Modern data science environments often involve many independent projects, each spanning multiple accounts. In order to maintain a global overview of the activities within the projects, a mechanism to collect data from the different accounts into a central one is crucial. In this post, we show how to leverage existing services—Amazon DynamoDB, AWS Lambda, Amazon EventBridge—to deploy a lightweight infrastructure that allows the flow of relevant metrics from spoke accounts to hub accounts.

To be general enough, such mechanism also must be highly modular, permitting each user to choose which quantities to monitor, and possibly to implement their own code to extract and monitor custom metrics.
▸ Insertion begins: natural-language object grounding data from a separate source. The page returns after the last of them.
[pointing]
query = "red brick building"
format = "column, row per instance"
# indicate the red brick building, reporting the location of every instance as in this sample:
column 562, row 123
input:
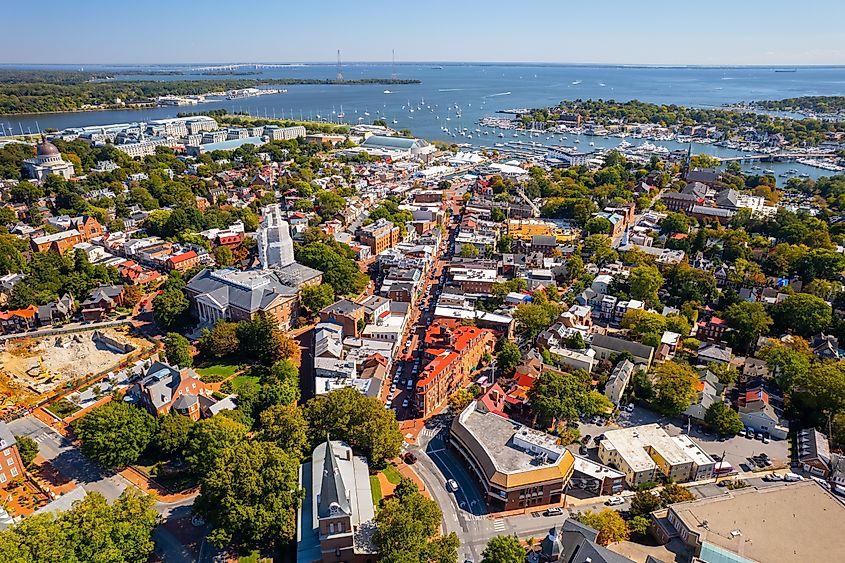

The open source approach lets you contribute custom code back to this project, thus encouraging sharing and reuse. In time, this should evolve into a rich library of possible key performance indicators (KPIs) this project will be able to monitor.

We will focus on the general architecture of the solution and on the data-exchange mechanisms. We also provide code for extracting a few simple metrics, and we rely on the open source community to contribute additional modules to extract more metrics. We will focus on scalar metrics (that is, numbers not vectors). Extension to multi-dimensional metrics is trivial.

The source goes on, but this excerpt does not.